JAKARTA: National carmaker Proton Holdings Bhd (5304) plans to undertake a study on operating with just one plant in Malaysia as it seeks to improve efficiency.

The company now has a plant in Shah Alam, Selangor, and a facility in Tanjung Malim, Perak.

"We will rationalise our operations. We will undertake a study to see if there is a need to operate two plants in Malaysia, or just one," chairman Datuk Nadzmi Mohd Salleh told Business Times in an interview.

He was in Jakarta, Indonesia, after launching Proton's multi-purpose vehicle, the Exora, at the country's 17th International Motor Show.
Proton wants to boost its growth by selling more cars abroad. It expects Indonesia to be its biggest market for the Exora.

It also has presence in 24 markets, including the UK, Iran, Australia, New Zealand, Indonesia, Singapore, Thailand, Egypt and China.

However, it sells less than 40,000 vehicles a year overseas, less than half of what it sells locally.

In Malaysia, Proton sells about 150,000 cars a year.

The carmaker aims to expand in India and countries in the Middle East, especially Iran and Saudi Arabia, and the African continents.

Proton also wants its suppliers to improve their quality of products.

"Because of their inefficiency, our sales and earnings are affected. Some 70 to 80 per cent of cost to make a car is from its components.
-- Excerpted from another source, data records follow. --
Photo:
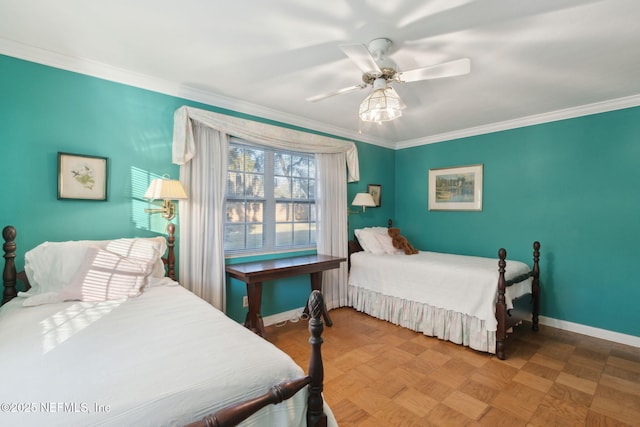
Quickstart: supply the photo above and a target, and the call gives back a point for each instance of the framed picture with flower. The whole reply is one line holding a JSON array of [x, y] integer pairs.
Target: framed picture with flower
[[82, 177]]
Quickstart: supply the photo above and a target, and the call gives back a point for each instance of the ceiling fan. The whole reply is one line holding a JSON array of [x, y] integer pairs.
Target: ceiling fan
[[379, 70]]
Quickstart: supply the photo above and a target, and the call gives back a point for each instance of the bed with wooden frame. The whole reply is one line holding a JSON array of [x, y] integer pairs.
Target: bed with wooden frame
[[382, 284], [42, 384]]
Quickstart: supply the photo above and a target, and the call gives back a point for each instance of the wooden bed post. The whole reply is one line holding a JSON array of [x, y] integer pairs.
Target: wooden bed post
[[235, 414], [535, 285], [501, 306], [171, 256], [315, 411], [9, 273]]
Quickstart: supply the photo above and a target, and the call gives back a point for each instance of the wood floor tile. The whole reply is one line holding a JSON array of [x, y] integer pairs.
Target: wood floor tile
[[416, 402], [580, 384], [379, 374]]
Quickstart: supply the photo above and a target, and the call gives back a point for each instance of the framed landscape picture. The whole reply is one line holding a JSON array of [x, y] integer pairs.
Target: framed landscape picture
[[456, 188], [82, 177]]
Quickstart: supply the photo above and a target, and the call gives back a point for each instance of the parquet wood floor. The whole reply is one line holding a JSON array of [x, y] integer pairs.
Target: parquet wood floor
[[379, 374]]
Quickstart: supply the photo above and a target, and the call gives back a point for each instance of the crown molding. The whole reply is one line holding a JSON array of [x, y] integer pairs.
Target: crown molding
[[552, 116], [130, 78], [142, 81]]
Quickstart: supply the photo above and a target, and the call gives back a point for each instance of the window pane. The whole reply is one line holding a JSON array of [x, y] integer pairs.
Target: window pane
[[312, 167], [235, 211], [300, 166], [255, 236], [282, 188], [262, 186], [234, 237], [300, 188], [284, 212], [255, 212], [301, 234], [282, 164], [312, 234], [235, 184], [254, 160], [284, 234], [236, 159], [312, 189], [301, 212], [254, 186]]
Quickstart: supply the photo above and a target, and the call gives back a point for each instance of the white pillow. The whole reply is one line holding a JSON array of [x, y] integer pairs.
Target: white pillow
[[368, 240], [106, 275], [43, 298], [50, 266], [146, 249], [387, 244]]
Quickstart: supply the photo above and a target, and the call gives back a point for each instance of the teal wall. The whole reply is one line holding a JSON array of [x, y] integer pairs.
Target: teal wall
[[376, 167], [571, 184], [45, 110]]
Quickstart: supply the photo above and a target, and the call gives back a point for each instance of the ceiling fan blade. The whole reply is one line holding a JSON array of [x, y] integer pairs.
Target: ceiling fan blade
[[361, 56], [458, 67], [336, 92]]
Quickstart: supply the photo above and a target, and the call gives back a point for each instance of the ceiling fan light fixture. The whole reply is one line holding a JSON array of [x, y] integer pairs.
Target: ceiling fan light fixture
[[381, 105]]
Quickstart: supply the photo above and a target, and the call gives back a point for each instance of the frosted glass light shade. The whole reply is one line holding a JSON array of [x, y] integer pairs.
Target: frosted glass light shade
[[382, 105]]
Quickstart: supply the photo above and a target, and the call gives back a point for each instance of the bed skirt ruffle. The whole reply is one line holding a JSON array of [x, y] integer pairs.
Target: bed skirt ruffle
[[445, 324]]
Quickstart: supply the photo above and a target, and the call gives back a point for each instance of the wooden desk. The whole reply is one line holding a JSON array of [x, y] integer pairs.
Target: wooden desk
[[254, 273]]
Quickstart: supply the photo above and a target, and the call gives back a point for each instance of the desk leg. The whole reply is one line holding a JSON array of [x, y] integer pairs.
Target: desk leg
[[253, 320], [316, 285]]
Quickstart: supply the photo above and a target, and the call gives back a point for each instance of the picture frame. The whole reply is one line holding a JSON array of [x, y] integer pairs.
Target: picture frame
[[376, 192], [456, 188], [82, 177]]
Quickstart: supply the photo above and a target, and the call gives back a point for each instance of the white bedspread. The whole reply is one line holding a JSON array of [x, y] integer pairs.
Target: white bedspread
[[458, 283], [163, 358]]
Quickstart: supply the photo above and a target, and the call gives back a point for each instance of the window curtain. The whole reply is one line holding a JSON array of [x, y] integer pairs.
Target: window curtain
[[331, 210], [337, 163], [201, 261]]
We have to address this issue. We cannot continue to buy from incompetent vendors.

"Once we have addressed this, we will be on the right track to improve our performance (in the) long term. Proton will not make money by selling cars solely, but accessories as well," Nadzmi said.

Proton plans to turn around its financial performance for the year to March 31 2010 as it will not repeat impairment charges.

"We will improve Proton's performance year-on-year based on what is within our control," Nadzmi said.

For fiscal 2009, Proton, controlled by government investment arm Khazanah Nasional Bhd, suffered a net loss of RM320.34 million compared to a net profit of RM184.55 million a year earlier.

This was mainly because it had to write down the value of its property, plant and equipment and inventory for certain models hit by a fall in volume.

Group revenue, however, increased to RM6.49 billion for the year from RM5.62 billion previously.

To meet its growth objective, Nadzmi said, Proton has drafted a long-term strategic business plan to move forward in a challenging environment.